Twenty years ago, Vermont restaurants began marketing their commitment to source local and fresh ingredients under the brand of the newly-minted Vermont Fresh Network. In many ways, this network brand was outside the realm of typical marketing strategies, largely because the widespread consumer hunt for local food was barely on the horizon. Ahead of its time on the local food front, Vermont Fresh Network’s strongest emphasis, as prominently displayed in its name, was the other key word: ‘fresh’.
All good things are associated with ‘fresh’.
Crisp, ripe, just picked/baked/chopped, high quality, good tasting. Years before twelve-year-olds began asking their waiter where the roasted chicken on the menu came from, Vermont chefs and restauranteurs were looking to their trusted Vermont farmer neighbors to provide the freshest and highest quality ingredients.
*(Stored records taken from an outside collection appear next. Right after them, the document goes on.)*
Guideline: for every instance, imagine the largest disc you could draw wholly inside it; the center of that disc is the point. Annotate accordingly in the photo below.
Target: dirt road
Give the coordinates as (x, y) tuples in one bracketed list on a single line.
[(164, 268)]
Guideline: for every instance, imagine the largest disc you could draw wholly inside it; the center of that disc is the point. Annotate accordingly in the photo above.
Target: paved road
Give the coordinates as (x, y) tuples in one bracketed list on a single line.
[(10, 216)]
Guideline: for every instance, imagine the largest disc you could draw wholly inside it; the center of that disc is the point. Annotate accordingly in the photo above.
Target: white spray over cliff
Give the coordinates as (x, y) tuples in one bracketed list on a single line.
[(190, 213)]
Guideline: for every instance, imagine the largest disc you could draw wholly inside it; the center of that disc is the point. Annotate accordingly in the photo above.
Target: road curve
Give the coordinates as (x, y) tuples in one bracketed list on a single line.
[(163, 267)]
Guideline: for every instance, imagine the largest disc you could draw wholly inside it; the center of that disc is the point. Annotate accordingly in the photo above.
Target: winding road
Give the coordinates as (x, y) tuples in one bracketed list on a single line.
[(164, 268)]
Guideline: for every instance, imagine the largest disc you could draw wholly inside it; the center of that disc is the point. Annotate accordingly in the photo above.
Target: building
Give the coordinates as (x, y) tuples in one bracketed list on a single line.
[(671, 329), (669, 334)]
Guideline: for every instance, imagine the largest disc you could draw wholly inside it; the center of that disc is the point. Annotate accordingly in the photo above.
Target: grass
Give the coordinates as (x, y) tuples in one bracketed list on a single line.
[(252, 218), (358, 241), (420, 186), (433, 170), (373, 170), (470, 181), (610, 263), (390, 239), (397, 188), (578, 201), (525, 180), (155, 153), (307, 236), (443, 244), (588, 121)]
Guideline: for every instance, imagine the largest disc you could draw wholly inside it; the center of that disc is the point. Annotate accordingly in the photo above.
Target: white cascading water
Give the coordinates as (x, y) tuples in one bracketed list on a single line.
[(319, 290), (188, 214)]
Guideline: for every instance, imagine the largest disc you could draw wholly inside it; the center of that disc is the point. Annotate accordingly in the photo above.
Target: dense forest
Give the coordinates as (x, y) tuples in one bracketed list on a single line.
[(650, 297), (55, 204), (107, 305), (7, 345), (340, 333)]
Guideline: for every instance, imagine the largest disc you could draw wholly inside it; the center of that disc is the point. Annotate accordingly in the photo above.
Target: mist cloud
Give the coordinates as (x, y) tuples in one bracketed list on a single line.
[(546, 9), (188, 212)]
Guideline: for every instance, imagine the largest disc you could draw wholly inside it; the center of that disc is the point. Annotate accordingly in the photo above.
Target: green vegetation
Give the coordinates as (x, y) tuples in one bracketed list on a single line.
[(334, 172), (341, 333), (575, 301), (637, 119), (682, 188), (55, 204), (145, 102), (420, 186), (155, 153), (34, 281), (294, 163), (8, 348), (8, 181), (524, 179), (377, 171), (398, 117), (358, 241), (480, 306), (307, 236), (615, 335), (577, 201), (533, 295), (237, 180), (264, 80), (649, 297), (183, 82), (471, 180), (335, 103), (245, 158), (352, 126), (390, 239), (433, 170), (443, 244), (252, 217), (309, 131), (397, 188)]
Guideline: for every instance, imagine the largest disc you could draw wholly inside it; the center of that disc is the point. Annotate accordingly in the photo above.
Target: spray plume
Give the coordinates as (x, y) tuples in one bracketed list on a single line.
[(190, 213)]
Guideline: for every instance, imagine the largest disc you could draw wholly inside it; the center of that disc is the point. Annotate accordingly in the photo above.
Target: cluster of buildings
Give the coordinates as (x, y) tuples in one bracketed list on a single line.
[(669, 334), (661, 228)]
Today, both in Vermont and around the country, institutions are doing the same thing. “It has taken longer for our local food system to become robust enough to allow institutional kitchens to express their purchasing muscle within the system,” explains Meghan Sheridan, Executive Director of the Vermont Fresh Network. “As Vermont’s food system continues to grow in size and diversity, it is ever more possible for institutional kitchens to source local and regional products.”
Vermont institutions are now qualifying to join the Vermont Fresh Network. Four of
Sodexo’s Vermont campuses are Network members: University of Vermont, St. Michael’s College, Norwich University, and Champlain College. In addition to membership, St. Michael’s, Norwich, and UVM join 51 other restaurants and a few institutions in receiving the recognition of Gold Barn Honorees, an award recognizing chefs who are exceptional partners with Vermont farmers. Explore the list of Vermont Fresh Network members and our fellow Gold Barn Honorees here.
Champlain College serving up local Nitty Gritty Grain Cornmeal.
As demand for local and sustainable food in cafeterias continues to increase, “culinary excellence is much more of an expectation, cooking is an art and [today’s college student] appreciates a chef’s passion for their trade,” shares Melissa
Jordan, Sodexo’s Vice President for Strategic Alliances. “The days of preparing large masses of commercially purchased ingredients in the back kitchen, bringing it out front and ‘parking it under heat lamps’ is not going to fly with today’s college student,” says Jordan.
Executive Chef Kate Hays
The role of institutional chefs has become widely recognized and revered. In a November 2015 Burlington Free Press article, the spotlight was on UVM Executive Chef Kate Hays. “The progress we have made [in the] two and half years I’ve been there in terms of local food has been amazing,” Hays reflects on her experience in shifting from running restaurants to institutional kitchens. Currently, UVM is in the process of opening a new dining hall that doubles as an educational center for sustainable and healthy food, and forging new partnerships with local producers. “[We’re] really breaking all expectations,” says Hays. Read the full interview here.
Serving thousands of meals per day throughout the year to diverse communities, institutional markets are seen by many in the food system world as the holy grail of local market opportunities. While we cannot overlook the big questions still looming on the horizon, from institutional market viability for local businesses to optimizing food access for economically-challenged populations, we enjoy pausing for a moment to reflect on this evolution in institutional culinary trends. From statewide recognition of our chefs for their culinary prowess to receiving best in class awards for volume of local purchasing, we are proud of our engagement and responsiveness to the Vermont community’s demand for culinary excellence in serving fresh, high quality, local food to our campus communities.
With this, we roll up our sleeves, dust off our aprons, and get back to work.